Marc Santolini, JOGL co-founder and data research scientist, is passionate about the power of crunching numbers and designing algorithms to quantify performance and qualify teams for optimized collaboration. For the past two years, he has been building a multi-level dataset of iGEM teams and their projects—wiki documentation, history of notebook sites, who wrote what at what time, awards, finalists, performance scores, team sizes and collaborations—in order to study precisely what criteria lead a team to success, and in case of failure, what criteria lead a team to improve.

Once JOGL implements its experimental recommender system for iGEM teams, says Marc, “We’ll really be able to see what happens when we start to introduce recommendations into their projects. We’re at the intersection between fundamental research and applied research on these communities.”

#Combating Antimicrobial Resistance (AMR)

Omkar Mohapatra leads the iGEM team IISER Tirupati 2020 of 13 undergraduates in biology, chemistry, physics and mathematics at the Indian Institute of Science Education and Research Tirupati.
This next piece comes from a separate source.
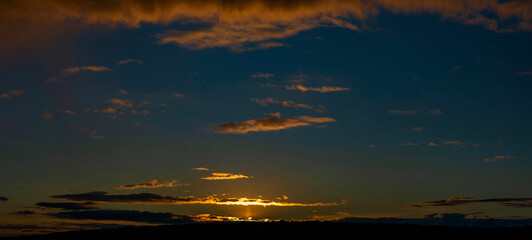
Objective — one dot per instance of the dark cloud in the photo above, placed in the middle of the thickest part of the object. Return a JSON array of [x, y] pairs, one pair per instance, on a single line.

Their project “Coli Kaze” focuses on fighting antibiotic resistance (which has already led to widespread bacterial infection in humans) by engineering bacteria to selectively degrade sulphonamides in chicken excreta as a proof-of-concept to limit the pollution of antibiotics in the environment, while making the resulting manure safe to use as fertilizer.

“The bacteria produce antibiotic degrading proteins and die, as their cell lysate is used to degrade the sulphonamides in excreta,” Omkar summarizes. “The bacteria die by adding an inducer, which limits the release of GMO into the environment. We also degrade their DNA, so that no other bacteria can pick up their DNA and become resistant too. All these biosafety modules are integrated into our project at different levels.”

The iGEM IISER Tirupati team learned about JOGL during this year’s iGEM opening weekend and was one of the first competing teams to register on the platform on June 14. So far, another JOGL member in India has already responded to their need for help in developing a wiki for the project.

But this year’s greatest challenge, as for most teams, is access to a wetlab. So far, Coli Kaze is on track to be a Two-Phase Project, an option introduced by iGEM in 2020, so that projects can be distributed over two years. In Phase 1, teams receive a thorough evaluation of their project’s theoretical and experimental design, while in Phase 2, teams try to prove that their experiments actually work in the lab.

Undeterred by the postponed lab work and excited at the prospect of shooting for their second gold medal, the Tirupati team never lose sight of the big picture: “Our project basically focuses on delaying the process of Antimicrobial Resistance,” says Omkar. “AMR is inevitable, it cannot be stopped. Bacteria will continue to evolve. But our research will definitely help slow it down. This will give researchers more time to come up with new ideas, newer antibiotics, newer mechanisms to kill bacteria.”

In the meantime, both JOGL and iGEM are focused on getting the balls rolling in tackling the Sustainable Development Goals, even if it means relaying work over multiple teams and several generations.

For Marc Buckley, United Nations Advocate for the SDGs, the international collaborative roadmap for 2030 is no less than a global reset: “There’s no more questioning. We need your help, your work, to make sure that we do it, because this is the future we’re going toward,” he says on a panel addressing this year’s iGEM competitors.

“We’re in a time of metamorphosis. We’re like the butterfly that’s in the cocoon. We’re at the gooey stage. And there’s no way back to the caterpillar stage. We’ve got to make it through that gooey stage to the butterfly stage, because there’s no in-between. So we’re moving forward.”